Most firms generate cash inflows every day, not just once at the end of the year. In capital budgeting, should we recognize this fact by estimating daily project cash flows
Most firms generate cash inflows every day, not just once at the end of the year. In capital budgeting, should we recognize this fact by estimating daily project cash flows and then using them in the analysis? If we do not, will this bias our results? If it does, would the NPV be biased up or down? Explain.
Generally, cash flows occur on a daily basis, but arriving at daily accurate cash flows could be a daunting task and may not be free from errors. Also, such cash flows need to be discounted, and a project tenure usually ranges from one to 10 years. For longer-duration projects, calculating the present value of cash flow daily could prove to be practically impossible.

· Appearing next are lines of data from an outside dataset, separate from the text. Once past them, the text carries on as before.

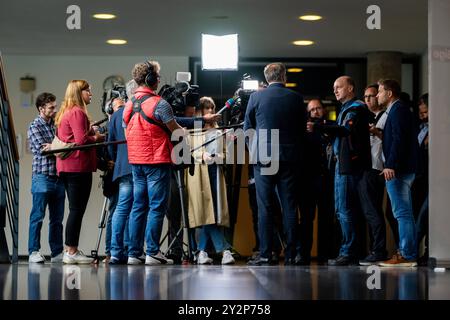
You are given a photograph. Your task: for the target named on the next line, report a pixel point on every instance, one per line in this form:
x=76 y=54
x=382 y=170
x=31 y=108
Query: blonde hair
x=206 y=102
x=72 y=98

Apart from the timing of cash flows, monetary amounts of daily cash flows would be equal to the end-of-year cash flows, and capital budgeting assumes end-of-year cash flows for simplicity.
The results might be biased when end-of-year payments are assumed, as the timing of cash flows is not recorded in the most accurate fashion.
For simplicity and user friendliness of the capital budgeting statements, it is best to assume that the cash flows occur at the end of the year. Although cash flows do occur on a daily basis, estimating such costs accurately would be a difficult task. Moreover, even if the daily cash flows are identified, calculating the present value would be impractical. When the cash outflows and inflows are distributed significantly apart, the results are biased by using year-end assumption of cash flow occurrence, as it ignores accurate cash flow timing.